2. — What is your entrepreneurial power?
I always overlooked the power of intuition — it is usually dismissed in favour for quantitative skills, data, logic. They say you can trust your gut, you should trust data. But I’ve found that using my intuition to quickly make sense of complex situations, to understand what people want and mean, and build consensus can be equally powerful. In particular, it’s been very valuable to me at FI where often, uncertain environments don’t lend themselves to using data alone. An intuitive mind allows you to make decisions fast, to respond to clients’ and founders’ needs and give them recommendations. Ultimately, intuition doesn’t dismiss logic, it is able to contextualise logic at speed.
3. — What podcast / book have you enjoyed? (relevant to FI ideally)

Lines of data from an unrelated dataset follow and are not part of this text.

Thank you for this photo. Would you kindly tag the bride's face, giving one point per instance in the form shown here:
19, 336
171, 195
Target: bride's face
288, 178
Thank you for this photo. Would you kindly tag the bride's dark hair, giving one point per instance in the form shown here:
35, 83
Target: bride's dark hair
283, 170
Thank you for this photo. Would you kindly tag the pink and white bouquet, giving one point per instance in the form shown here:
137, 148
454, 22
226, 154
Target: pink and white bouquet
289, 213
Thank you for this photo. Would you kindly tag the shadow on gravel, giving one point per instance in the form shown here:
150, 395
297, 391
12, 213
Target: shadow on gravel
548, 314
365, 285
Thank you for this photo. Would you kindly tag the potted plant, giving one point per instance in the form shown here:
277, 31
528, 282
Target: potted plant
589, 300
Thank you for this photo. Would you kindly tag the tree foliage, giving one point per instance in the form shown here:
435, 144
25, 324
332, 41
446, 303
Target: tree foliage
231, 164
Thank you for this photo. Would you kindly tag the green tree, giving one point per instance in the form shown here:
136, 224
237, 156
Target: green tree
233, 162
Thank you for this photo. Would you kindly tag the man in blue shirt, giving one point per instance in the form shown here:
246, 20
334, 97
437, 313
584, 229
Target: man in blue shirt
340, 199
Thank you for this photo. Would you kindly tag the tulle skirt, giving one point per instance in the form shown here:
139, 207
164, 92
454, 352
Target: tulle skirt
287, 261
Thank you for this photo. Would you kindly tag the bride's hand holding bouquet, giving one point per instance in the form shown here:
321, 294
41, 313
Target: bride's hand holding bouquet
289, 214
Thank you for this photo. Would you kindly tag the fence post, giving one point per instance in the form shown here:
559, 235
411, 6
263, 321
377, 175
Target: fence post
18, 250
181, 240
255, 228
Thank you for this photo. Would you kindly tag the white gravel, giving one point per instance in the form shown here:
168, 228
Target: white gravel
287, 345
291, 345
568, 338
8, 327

The Mission Economy — the thesis of the book is about how we might take the ambition of the Apollo moonshot mission in the 60s and “apply the same level of boldness and experimentation to solve the biggest problems of our time — from health challenges to environmental ones’’. The book gives hands-on practical advice to governments and corporates on how to use the moonshot as a blueprint to design and deliver ambitious innovation projects today. How? Using the motivating power of a big challenge to design a project, and constructing ambitious but carefully constructed public-private collaborations to deliver it. This approach not only resulted in one of the biggest achievements for humankind, but also brought about many positive spillovers: a lot of innovation used for that mission formed the basis for the tech we see today, from the modern computers, scanners, cameras, insulation to the computer mouse.
4. — What lesson would you have for corporates that you’ve learned FI?
It can help to run innovation initiatives as a separate entity with different processes, resources, which can help bypass traditionally long checklists, risk assessments and approval processes that weaken your time to market. A separate unit can also help avoid potential reputational damage in case a pilot does not go as planned, and help gain very clear market signals from consumers. And lastly, be patient and resilient.
5. — What is an interesting problem you’ve tackled at FI?
As part of a project with a large FMCG, we worked to figure out how to make a more circular, more sustainable food supply chain. Solutions included sustainable ingredient sourcing, regenerative agriculture, supply chain efficiencies, and food waste reduction. We found there were cutting-edge solutions in the upcycling space, which looks at ways to turn waste into new products (ingredients, finished products, packaging). For instance, using milk waste from ice-cream production to manufacture new drinks or sustainable packaging, or spent beer grains to make snacks and flour. The biggest barriers are cost and scalability (in the short-term), but the potential is huge, the technology is moving fast and becoming cheaper.